Sambi, 64, the main opponent to current president Azali Assoumani, is facing charges related to the alleged sale of Comorian passports.
"We left the hearing because we did not have guarantees of a fair trial," Mahamoudou Ahamada, one of the ex-president's lawyers told a press conference.
Jan Fermon, another lawyer added Sambi, who appeared in frail health at the first hearing in the capital Moroni on Monday, would no longer attend the proceedings, which are expected to end this week.
The defence team has argued that the president of the security court trying Sambi should recuse himself having previously sat on the panel that decided to indict the former leader.
But their request was denied, with the judge saying he had no knowledge of the merit of the case.
Ali Mohamed Djounaid, who serves as prosecutor in the proceedings told AFP a verdict was to be announced before Thursday, regardless of whether the former president attended court or not.
Sambi, who led the small Indian Ocean archipelago between 2006 and 2011, has already spent four years behind bars, despite the law limiting pre-trial detention to a maximum of eight months.
"I do not want to be tried by this court," Sambi, with a trimmed white beard said as he appeared before the judges on Monday, calling the court "illegal".

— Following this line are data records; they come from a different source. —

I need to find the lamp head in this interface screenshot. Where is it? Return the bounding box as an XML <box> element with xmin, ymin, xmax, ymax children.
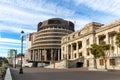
<box><xmin>21</xmin><ymin>30</ymin><xmax>24</xmax><ymax>38</ymax></box>
<box><xmin>21</xmin><ymin>30</ymin><xmax>24</xmax><ymax>34</ymax></box>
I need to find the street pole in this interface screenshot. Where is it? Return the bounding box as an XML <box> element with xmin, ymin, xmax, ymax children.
<box><xmin>53</xmin><ymin>49</ymin><xmax>56</xmax><ymax>69</ymax></box>
<box><xmin>14</xmin><ymin>50</ymin><xmax>17</xmax><ymax>68</ymax></box>
<box><xmin>19</xmin><ymin>30</ymin><xmax>24</xmax><ymax>74</ymax></box>
<box><xmin>53</xmin><ymin>55</ymin><xmax>55</xmax><ymax>69</ymax></box>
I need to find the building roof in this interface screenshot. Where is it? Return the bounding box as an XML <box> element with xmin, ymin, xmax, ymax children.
<box><xmin>37</xmin><ymin>18</ymin><xmax>74</xmax><ymax>30</ymax></box>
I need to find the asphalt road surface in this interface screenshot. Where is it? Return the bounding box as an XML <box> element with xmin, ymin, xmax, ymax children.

Sambi was originally placed under house arrest for disturbing public order.
Three months later he was put under pre-trial detention for embezzlement, corruption and forgery, in a scandal involving the sale of Comorian passports to stateless people living in Gulf nations. He was then charged with high treason.
The Comoros islands -- Anjouan, Grande Comore and Moheli -- have endured years of grinding poverty and political turmoil, including about 20 coups or attempted coups, since independence from France in 1975.